A global or multi-regional dataset containing records of individual traffic accidents. It includes features like accident type, severity, weather, road surface, time, and vehicle type.
Key Features: Accident date/time, location, cause, vehicle type, casualties.

Use: To perform general exploratory and comparative analysis of accident patterns and causes.

## 3. Historical Traffic Accident Statistics

### Traffic Accident Statistics (1437–1439 H)

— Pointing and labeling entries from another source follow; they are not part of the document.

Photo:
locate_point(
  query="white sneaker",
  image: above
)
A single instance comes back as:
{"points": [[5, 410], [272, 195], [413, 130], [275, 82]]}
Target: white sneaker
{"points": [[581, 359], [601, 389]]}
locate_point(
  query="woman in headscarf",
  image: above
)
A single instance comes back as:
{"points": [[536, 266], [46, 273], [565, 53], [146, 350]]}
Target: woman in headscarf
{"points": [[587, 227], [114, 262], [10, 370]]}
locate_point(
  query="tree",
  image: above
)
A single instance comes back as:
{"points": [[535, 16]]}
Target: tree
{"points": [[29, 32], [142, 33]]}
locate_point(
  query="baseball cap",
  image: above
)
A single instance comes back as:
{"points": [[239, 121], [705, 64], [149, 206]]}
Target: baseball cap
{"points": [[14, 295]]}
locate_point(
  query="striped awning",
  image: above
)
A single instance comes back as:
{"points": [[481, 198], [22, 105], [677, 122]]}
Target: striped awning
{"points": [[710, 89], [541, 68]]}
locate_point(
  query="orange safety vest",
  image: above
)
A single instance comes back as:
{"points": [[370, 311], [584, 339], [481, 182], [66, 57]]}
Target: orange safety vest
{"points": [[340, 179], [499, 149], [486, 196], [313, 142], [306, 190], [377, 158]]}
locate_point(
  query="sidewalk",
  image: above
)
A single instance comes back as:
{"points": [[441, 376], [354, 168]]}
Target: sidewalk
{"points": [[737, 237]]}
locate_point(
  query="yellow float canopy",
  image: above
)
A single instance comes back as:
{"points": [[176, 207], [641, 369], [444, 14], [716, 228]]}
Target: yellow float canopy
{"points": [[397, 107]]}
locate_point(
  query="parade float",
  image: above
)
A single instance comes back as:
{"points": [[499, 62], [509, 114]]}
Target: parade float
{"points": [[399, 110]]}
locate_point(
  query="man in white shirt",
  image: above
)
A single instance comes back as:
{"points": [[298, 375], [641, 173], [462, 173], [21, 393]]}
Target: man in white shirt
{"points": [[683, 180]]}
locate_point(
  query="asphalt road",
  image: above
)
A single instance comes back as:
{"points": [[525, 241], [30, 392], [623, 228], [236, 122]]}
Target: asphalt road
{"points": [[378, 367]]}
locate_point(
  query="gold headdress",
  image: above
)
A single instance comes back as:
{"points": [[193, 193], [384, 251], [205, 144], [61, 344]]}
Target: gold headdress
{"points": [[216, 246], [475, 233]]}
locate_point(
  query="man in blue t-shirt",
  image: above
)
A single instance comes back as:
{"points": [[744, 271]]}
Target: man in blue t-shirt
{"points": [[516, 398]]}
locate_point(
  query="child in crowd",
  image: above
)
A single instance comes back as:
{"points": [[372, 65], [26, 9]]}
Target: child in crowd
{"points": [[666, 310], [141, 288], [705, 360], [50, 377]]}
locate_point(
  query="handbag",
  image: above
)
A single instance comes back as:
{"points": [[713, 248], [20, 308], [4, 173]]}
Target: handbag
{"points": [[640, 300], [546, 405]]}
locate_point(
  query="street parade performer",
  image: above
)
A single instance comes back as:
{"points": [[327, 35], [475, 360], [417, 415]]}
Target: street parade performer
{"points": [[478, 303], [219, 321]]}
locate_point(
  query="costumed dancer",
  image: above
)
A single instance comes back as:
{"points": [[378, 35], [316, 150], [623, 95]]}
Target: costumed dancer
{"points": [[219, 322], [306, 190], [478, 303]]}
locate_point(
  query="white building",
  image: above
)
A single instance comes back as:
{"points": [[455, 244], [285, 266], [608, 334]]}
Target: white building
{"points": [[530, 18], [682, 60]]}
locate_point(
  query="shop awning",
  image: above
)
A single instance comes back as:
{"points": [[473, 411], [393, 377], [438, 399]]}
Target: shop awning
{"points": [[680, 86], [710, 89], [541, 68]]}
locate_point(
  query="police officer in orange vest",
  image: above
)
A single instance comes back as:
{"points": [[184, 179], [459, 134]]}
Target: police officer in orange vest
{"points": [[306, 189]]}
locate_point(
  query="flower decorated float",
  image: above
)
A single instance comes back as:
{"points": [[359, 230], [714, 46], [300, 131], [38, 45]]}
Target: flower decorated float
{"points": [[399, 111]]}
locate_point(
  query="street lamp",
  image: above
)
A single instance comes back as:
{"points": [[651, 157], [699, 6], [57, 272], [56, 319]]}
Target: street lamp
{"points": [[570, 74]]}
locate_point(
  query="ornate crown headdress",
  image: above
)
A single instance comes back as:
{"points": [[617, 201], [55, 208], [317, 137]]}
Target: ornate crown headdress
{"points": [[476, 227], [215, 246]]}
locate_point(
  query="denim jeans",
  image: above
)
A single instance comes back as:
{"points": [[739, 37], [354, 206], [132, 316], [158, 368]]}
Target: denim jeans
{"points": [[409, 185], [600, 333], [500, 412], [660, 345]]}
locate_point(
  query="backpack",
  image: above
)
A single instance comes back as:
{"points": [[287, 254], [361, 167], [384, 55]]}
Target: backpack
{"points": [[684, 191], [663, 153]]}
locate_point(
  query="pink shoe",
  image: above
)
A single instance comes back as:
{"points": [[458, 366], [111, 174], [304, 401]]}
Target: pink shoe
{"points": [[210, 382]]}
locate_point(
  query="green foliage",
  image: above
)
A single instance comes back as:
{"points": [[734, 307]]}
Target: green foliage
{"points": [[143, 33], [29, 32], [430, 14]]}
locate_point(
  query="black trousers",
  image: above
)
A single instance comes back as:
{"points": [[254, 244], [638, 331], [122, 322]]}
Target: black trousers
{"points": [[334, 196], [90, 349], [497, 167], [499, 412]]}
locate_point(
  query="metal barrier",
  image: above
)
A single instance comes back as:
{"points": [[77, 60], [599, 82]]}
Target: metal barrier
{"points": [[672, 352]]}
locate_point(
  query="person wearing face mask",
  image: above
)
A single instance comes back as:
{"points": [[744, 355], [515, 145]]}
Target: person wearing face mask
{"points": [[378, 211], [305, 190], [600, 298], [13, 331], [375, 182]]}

Source: National Saudi Open Data Portal

Description:

Merged official records from three Hijri years (1437–1439 H), offering an authentic historical overview of traffic accident statistics across Saudi Arabia.

Key Features: Yearly total accidents, injuries, deaths, accident causes, and possibly province-level breakdowns.

Use: To analyze temporal trends and changes in accident frequency and severity over time.

## 4. Injuries and Deaths from Road Traffic Accidents

### Injuries and Deaths from Road Traffic Accidents (Last Ten Years)

Source: National Saudi Open Data Portal

Description:

A longitudinal dataset tracking injuries and fatalities from road traffic accidents over a decade, likely aggregated annually at the national or regional level.

Key Features: Year, total injuries, deaths, ratios, possible demographic splits.

Use: To study long-term national trends and compare them with policy periods or other datasets.